In the present paper, we contribute to the extant literature on exploratory data analysis by providing a highly flexible integrated framework for post-processing and visualization of association rules. We discussed tools for the graphical representation of association rules, which summarize the most critical patterns in a highly parsimonious way. Furthermore, we introduce post-hoc clustering of association rules, which facilitates in-depth understanding of the underlying decision process which leads to specific compositions of shopping baskets. We argue that our proposed framework is capable of capturing patterns beyond the mere coincidence of products categories. In particular, our method facilitates contrasting entire sets and subsets and of complement and substitute categories. As clustering large numbers of association rules leads to a rather intricate hierarchical structure of results, we introduce a new interactive visualization method—the grouped matrix representation—which allows to explore such complex scenarios.
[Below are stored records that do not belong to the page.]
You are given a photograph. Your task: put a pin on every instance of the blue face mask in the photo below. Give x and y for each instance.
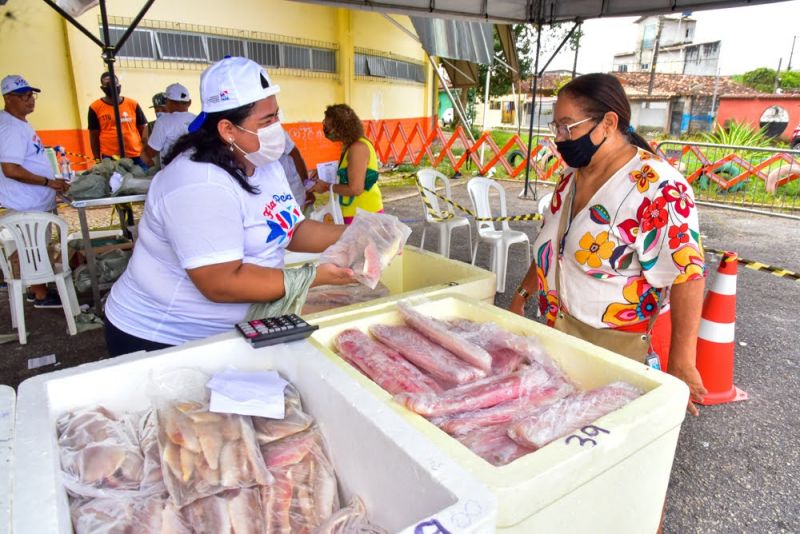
(578, 153)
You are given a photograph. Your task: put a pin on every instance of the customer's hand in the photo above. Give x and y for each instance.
(60, 186)
(517, 305)
(330, 274)
(691, 376)
(320, 187)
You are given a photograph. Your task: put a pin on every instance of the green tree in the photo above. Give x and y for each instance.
(763, 79)
(525, 36)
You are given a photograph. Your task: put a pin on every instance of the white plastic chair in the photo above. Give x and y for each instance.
(500, 239)
(330, 211)
(428, 179)
(29, 231)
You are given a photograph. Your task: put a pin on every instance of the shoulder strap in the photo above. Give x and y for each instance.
(566, 212)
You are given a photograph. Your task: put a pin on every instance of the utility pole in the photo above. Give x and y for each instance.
(655, 57)
(714, 98)
(777, 77)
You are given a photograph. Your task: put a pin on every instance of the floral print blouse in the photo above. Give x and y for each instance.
(636, 237)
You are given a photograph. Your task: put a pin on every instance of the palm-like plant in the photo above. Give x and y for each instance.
(739, 134)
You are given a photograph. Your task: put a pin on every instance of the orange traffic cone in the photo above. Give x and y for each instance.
(715, 345)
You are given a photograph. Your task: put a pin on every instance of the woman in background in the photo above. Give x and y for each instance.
(358, 165)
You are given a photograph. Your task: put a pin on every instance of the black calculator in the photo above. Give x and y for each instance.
(274, 330)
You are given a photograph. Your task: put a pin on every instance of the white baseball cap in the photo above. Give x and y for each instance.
(14, 83)
(177, 93)
(231, 83)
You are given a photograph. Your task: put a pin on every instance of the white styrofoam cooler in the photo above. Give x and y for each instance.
(402, 479)
(7, 401)
(617, 485)
(414, 273)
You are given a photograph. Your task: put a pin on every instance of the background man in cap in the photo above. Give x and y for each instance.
(159, 107)
(173, 124)
(26, 176)
(103, 128)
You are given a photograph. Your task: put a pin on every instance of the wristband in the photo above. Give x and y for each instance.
(522, 292)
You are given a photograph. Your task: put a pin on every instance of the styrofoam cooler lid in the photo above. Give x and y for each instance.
(7, 404)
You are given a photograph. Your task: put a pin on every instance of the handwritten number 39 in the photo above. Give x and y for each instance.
(589, 430)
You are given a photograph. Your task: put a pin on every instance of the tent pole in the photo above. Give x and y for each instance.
(534, 87)
(75, 23)
(109, 57)
(452, 98)
(485, 104)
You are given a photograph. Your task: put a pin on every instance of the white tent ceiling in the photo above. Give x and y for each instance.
(546, 11)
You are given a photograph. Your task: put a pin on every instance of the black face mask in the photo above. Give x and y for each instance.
(578, 153)
(107, 90)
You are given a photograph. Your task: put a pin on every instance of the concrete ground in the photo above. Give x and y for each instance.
(736, 467)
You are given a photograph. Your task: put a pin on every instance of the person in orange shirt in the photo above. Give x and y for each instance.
(103, 128)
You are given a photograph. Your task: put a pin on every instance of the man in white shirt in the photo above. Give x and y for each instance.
(26, 177)
(173, 124)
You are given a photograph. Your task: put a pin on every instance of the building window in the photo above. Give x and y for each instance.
(267, 54)
(219, 47)
(139, 45)
(384, 67)
(180, 46)
(157, 44)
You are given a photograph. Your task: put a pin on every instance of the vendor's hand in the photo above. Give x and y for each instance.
(320, 187)
(59, 186)
(518, 305)
(691, 376)
(330, 274)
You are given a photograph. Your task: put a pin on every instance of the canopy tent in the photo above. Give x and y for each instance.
(537, 12)
(530, 11)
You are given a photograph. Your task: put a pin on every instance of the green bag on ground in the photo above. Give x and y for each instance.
(88, 186)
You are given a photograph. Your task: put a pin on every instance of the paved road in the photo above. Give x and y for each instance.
(737, 467)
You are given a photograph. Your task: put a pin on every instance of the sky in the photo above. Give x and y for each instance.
(752, 37)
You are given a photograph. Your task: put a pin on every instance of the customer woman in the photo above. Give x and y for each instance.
(358, 165)
(619, 253)
(217, 221)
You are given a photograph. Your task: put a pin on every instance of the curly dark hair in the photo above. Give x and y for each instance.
(347, 127)
(208, 147)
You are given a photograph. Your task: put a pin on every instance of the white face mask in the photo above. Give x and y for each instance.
(271, 142)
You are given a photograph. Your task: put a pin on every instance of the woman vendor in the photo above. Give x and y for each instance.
(217, 222)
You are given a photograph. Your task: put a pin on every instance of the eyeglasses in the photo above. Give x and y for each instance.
(26, 96)
(564, 130)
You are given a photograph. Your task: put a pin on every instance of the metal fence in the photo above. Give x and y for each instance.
(755, 179)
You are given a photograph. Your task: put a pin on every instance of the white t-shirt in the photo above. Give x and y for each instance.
(197, 215)
(19, 144)
(167, 129)
(292, 176)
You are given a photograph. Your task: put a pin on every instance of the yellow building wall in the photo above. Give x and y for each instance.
(67, 64)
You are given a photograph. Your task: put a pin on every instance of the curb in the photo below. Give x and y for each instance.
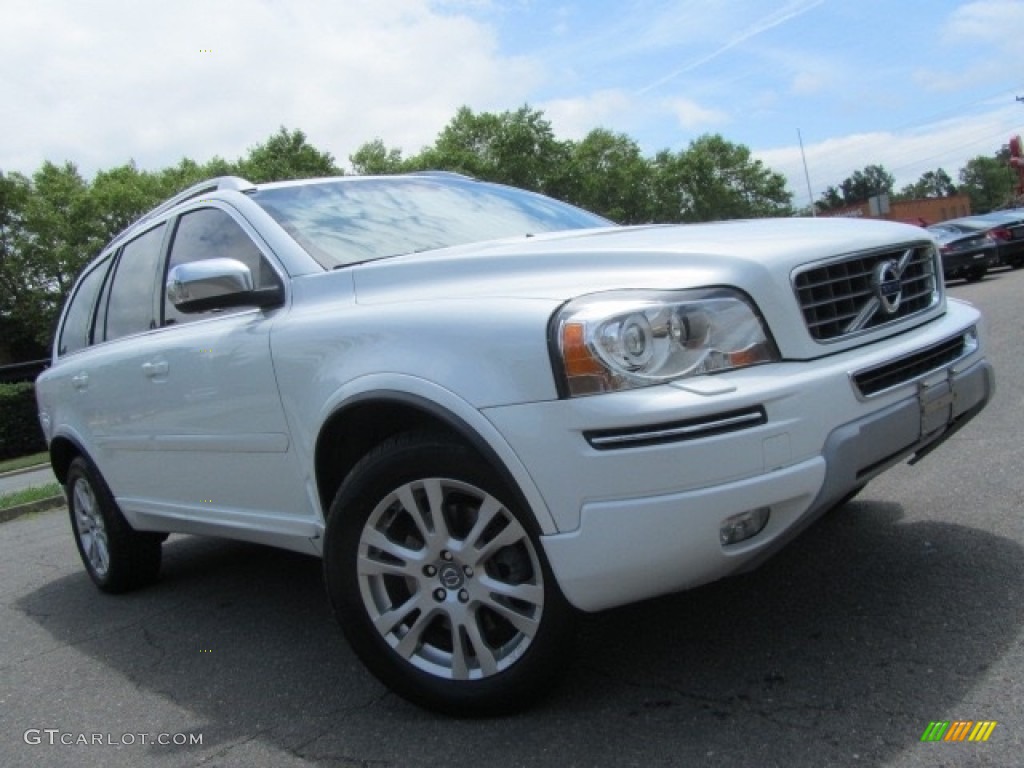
(24, 470)
(42, 505)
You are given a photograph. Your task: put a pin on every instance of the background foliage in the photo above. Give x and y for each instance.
(54, 221)
(19, 431)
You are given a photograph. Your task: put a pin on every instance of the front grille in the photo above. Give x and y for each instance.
(837, 298)
(907, 369)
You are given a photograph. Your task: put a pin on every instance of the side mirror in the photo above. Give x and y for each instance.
(217, 284)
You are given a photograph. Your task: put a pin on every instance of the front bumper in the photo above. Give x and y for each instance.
(644, 520)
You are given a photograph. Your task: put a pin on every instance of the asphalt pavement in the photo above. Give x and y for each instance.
(900, 609)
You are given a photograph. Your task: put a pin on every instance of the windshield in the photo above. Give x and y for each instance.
(341, 222)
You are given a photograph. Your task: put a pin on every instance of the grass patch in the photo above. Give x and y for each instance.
(22, 462)
(30, 495)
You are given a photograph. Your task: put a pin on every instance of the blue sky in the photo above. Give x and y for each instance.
(911, 84)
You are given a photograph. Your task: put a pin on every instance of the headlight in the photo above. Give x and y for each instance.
(625, 339)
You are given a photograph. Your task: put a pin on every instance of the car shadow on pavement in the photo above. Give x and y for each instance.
(841, 649)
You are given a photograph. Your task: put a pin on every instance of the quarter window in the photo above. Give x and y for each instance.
(77, 331)
(130, 305)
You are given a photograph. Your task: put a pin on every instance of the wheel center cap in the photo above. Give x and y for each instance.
(451, 577)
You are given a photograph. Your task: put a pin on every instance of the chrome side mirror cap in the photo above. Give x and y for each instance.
(217, 284)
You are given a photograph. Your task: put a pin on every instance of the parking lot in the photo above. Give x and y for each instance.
(901, 608)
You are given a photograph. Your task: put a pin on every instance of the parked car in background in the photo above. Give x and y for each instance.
(968, 252)
(484, 409)
(1007, 228)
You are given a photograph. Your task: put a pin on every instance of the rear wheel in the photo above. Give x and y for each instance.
(117, 557)
(439, 583)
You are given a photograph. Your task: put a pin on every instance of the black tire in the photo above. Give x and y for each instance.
(439, 583)
(975, 275)
(117, 557)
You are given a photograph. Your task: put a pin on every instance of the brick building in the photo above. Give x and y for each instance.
(925, 211)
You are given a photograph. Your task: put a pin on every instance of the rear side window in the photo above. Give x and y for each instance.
(77, 331)
(129, 308)
(211, 233)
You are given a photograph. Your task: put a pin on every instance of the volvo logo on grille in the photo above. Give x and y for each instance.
(888, 286)
(887, 291)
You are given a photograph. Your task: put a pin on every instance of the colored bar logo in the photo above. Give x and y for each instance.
(958, 730)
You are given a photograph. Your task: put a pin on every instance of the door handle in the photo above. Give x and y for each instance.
(153, 370)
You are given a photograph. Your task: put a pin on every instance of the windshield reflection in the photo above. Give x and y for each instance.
(341, 222)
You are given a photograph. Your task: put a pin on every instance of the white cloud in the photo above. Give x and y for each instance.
(946, 144)
(574, 118)
(808, 82)
(691, 115)
(990, 26)
(100, 83)
(986, 20)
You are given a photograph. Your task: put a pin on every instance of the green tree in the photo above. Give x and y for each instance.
(59, 229)
(17, 339)
(286, 155)
(606, 173)
(374, 159)
(873, 179)
(830, 200)
(931, 184)
(715, 179)
(513, 147)
(989, 181)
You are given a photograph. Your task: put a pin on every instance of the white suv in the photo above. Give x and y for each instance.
(485, 409)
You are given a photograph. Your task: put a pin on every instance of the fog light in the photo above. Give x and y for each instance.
(740, 527)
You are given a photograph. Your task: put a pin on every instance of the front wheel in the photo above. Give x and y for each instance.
(117, 557)
(439, 583)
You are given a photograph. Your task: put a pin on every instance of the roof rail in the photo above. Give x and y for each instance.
(196, 190)
(442, 174)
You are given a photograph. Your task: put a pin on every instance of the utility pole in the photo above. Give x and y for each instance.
(807, 175)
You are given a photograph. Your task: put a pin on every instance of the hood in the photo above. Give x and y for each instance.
(752, 255)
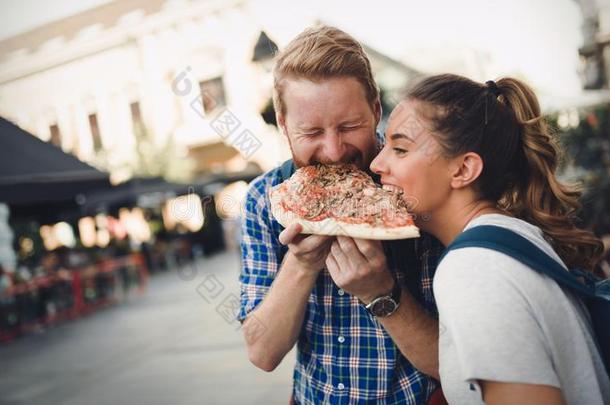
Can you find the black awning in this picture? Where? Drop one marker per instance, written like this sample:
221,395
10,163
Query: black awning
35,172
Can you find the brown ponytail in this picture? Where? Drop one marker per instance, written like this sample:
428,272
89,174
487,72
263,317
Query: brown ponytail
503,124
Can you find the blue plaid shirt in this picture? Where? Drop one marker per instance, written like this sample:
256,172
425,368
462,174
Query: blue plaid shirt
344,355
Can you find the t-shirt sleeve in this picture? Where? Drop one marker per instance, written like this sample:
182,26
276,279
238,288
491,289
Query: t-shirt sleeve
488,322
258,251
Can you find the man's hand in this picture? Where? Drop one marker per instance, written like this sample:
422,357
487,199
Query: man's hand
359,267
310,251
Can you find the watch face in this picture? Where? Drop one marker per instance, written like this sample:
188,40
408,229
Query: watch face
383,307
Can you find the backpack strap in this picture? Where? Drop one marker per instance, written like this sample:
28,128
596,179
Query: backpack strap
514,245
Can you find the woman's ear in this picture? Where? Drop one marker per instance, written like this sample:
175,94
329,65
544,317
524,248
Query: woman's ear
465,169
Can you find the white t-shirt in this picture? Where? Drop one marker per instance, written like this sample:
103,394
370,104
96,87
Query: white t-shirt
502,321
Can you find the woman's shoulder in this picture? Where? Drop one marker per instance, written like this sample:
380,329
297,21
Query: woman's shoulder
493,271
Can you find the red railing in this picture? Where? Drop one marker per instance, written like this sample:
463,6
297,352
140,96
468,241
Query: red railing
80,281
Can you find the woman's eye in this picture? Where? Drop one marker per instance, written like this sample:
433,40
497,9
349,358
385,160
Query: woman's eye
312,133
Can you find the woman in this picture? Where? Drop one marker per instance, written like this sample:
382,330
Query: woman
468,154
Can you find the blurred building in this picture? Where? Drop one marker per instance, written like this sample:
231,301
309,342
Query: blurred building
148,74
136,83
595,51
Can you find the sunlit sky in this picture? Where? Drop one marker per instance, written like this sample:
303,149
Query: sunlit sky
535,40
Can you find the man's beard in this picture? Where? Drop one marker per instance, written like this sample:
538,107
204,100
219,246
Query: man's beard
355,157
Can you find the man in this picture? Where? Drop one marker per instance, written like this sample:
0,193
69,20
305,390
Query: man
312,289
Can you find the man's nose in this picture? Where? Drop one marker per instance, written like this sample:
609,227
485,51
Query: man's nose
378,165
334,147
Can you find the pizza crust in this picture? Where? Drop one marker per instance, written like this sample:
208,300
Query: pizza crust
332,227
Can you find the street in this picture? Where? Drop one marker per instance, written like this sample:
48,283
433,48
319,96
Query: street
169,346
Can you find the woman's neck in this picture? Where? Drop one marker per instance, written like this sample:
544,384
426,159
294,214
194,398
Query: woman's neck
447,223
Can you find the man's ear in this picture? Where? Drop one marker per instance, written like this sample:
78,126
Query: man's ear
377,111
281,122
465,169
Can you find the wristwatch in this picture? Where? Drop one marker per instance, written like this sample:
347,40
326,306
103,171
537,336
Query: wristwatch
385,305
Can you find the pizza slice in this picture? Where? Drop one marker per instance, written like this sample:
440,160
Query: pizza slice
341,200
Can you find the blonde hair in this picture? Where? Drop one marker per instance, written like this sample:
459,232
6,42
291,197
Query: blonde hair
502,122
319,53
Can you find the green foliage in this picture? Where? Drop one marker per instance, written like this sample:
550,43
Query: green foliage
587,159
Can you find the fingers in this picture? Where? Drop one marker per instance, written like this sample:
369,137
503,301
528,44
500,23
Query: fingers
332,266
372,250
315,242
288,234
350,252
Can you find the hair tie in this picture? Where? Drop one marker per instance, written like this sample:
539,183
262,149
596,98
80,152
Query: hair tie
493,88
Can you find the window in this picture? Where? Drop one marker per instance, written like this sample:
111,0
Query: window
136,120
95,132
212,94
55,135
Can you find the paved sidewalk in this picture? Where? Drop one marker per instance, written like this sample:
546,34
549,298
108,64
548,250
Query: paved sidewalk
168,347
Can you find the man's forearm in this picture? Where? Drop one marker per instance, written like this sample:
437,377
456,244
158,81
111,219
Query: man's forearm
415,333
272,329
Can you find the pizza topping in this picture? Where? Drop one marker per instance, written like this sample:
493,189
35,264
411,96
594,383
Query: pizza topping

The method addresses the problem that sets of mined association rules are typically very large by grouping antecedents and allows the analyst to interactively explore a hierarchy of nested groups. Grouped matrix-based visualization is unique in the way that most other visualization methods (see Bruzzese and Davino 2008) are not able to efficiently deal with very large sets of association rules and that to our knowledge no other method can handle complementary categories.

From the marketing practitioner’s perspective, our framework offers a number of additional benefits, which are crucial for modern marketing tools. First, association rule mining can handle extensive and highly complex data. We extend this property to capture and uncover highly detailed information about the nature of relations between rules (i.e. information about the underlying decision processes in the case of shopping basket analysis). Second, the interactive grouped matrix-based visualization is easy to use. Coloring and the position of elements in the plot almost automatically guide the analyst to the most interesting groups and rules. Finally, the presented approach is fully implemented in open source software packages for the R software for statistical computing. Hence, all presented methods, packages, and the corresponding documentation are free and easily accessible.

Interesting areas for future research include methodological contributions and applications to other areas of marketing research. From the methodological standpoint, it would be interesting to explore different ways to group antecedents and to look at grouping antecedents and consequents simultaneously (i.e., by co-clustering or two-mode clustering). Potential use-cases for follow-up studies include the extraction of patterns from user-generated content (textmining) and data on social interactions.